Les ordonnances Jeanneney
Notice
L'histoire de la Sécurité sociale est marquée par 3 grandes dates : 1945, 1967, et 1996. Les trois fois, la Sécurité sociale a été réformée par voie d'ordonnances. Les ordonnances de 1967 modifient l'organisation de la Sécurité sociale et créent les 4 Caisses nationales du Régime général : la Cnam, la Cnaf, la Cnav et l'Acoss.
Éclairage
Les ordonnances de 1967 sont restées dans l'histoire de la Sécurité sociale sous le nom de leur auteur : Jean-Marcel Jeanneney, ministre des Affaires sociales.

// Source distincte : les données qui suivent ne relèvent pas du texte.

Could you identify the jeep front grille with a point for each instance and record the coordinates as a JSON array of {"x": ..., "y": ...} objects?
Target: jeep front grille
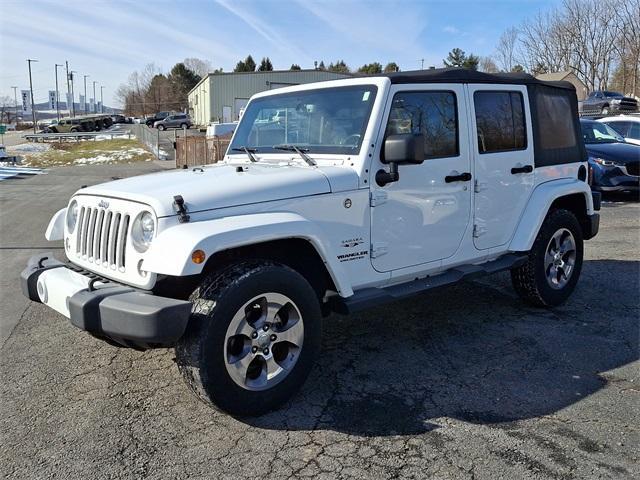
[{"x": 102, "y": 237}]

Les 4 ordonnances du 21 août 1967, dites ordonnances Jeanneney, marquent la deuxième des trois grandes dates de la Sécurité sociale, les deux autre étant 1945 et 1996. Il est particulier, pour ne pas dire symptomatique que, en ces trois occasions, ce soit par le biais d'ordonnances que la Sécurité sociale connaît ses plus grandes réformes.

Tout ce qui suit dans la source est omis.